“I’ve been teaching the same course, the same way, for years. Wouldn’t it be more interesting for me if I found a fresh way of teaching it the next time around?”
“I’ve been asked to teach a course for the first time… where do I start?”
“Every semester I start out with this stack of notes and articles that I want to include in my course, but it’s just too much stuff to cover. How can I do a better job of deciding what to cover?”
“Each semester I start out fresh to teach a subject that I really love and that I strongly feel is important for students to learn. But, they look bored, they don’t come to class, they do poorly on exams. Is there something that I can do to help motivate my students to be more engaged with the subject?”

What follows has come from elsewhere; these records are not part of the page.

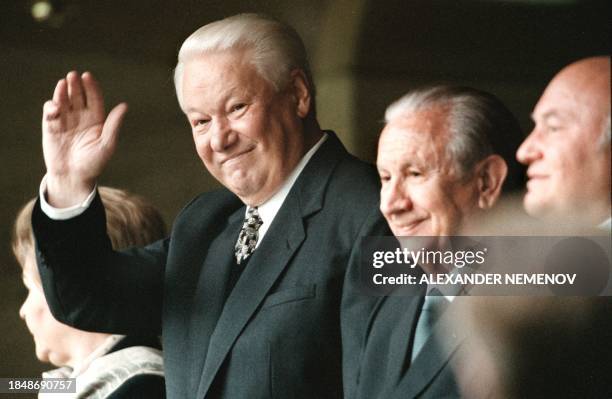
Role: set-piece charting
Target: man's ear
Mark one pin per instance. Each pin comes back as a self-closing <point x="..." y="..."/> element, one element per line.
<point x="300" y="92"/>
<point x="491" y="174"/>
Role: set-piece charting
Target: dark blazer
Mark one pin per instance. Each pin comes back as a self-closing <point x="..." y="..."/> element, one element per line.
<point x="276" y="334"/>
<point x="384" y="369"/>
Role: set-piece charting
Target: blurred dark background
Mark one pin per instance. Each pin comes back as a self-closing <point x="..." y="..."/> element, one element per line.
<point x="364" y="54"/>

“My classes have such a mixture of students. Some are really well prepared but others just don’t seem to know how to succeed in my classes. However, if I get a chance to talk to one of these less successful students I usually find that they really desire to succeed and they express more interest in the course topic than I would have guessed from their grades and attendance. Is there something I can be doing to increase the success of more of my students without lowering my standards?”
If so, or if you are interested in learning more about what research in cognition, teaching, and learning implies for college instruction and picking up fresh ideas through conversations with colleagues, then please consider signing up for “Designing Courses for Effective Student Learning”
Thursday and Friday, May 16-17, 2013, 8:30 to 3:30 both days
Where: Registrants will be contacted with location on UNM main campus
Goal: To combine presentation, discussion, and activity to engage UNM classroom instructors to design learner-centered courses that align outcomes and assignments while adopting a variety of demonstrated teaching and assessment methods that are consistent with diverse learning styles of students. Participants will frame fresh answers to these questions:
Who should come? All UNM instructors are welcome including tenured and tenure-stream faculty, lecturers, adjunct and visiting faculty, part-time instructors, graduate teaching assistants. Instructors of large-enrollment courses are particularly encouraged to attend because instructional changes in these courses have the potential to produce the most positive changes in learning outcomes and student persistence.
Enrollment is limited to 25 people. All participants will receive copies of "How Learning Works: Seven Research Based Principles for Smart Teaching" by Susan Ambrose and others.
Please complete the online reservation form if you wish to attend.
How much does it cost ? Nothing for UNM instructors!
Why? Educational-methods and cognitive-psychology research shows that instructor lecturing is less effective for most students than are learner-centered, active-learning approaches with aligned formative and summative assessments. Adoption of educationally effective learning-engagement practices leads to improvement of desired outcomes for all students, but research shows that historically underserved students benefit the most. Openness to rethinking instructional design has potentially large benefits for UNM’s richly diverse student population.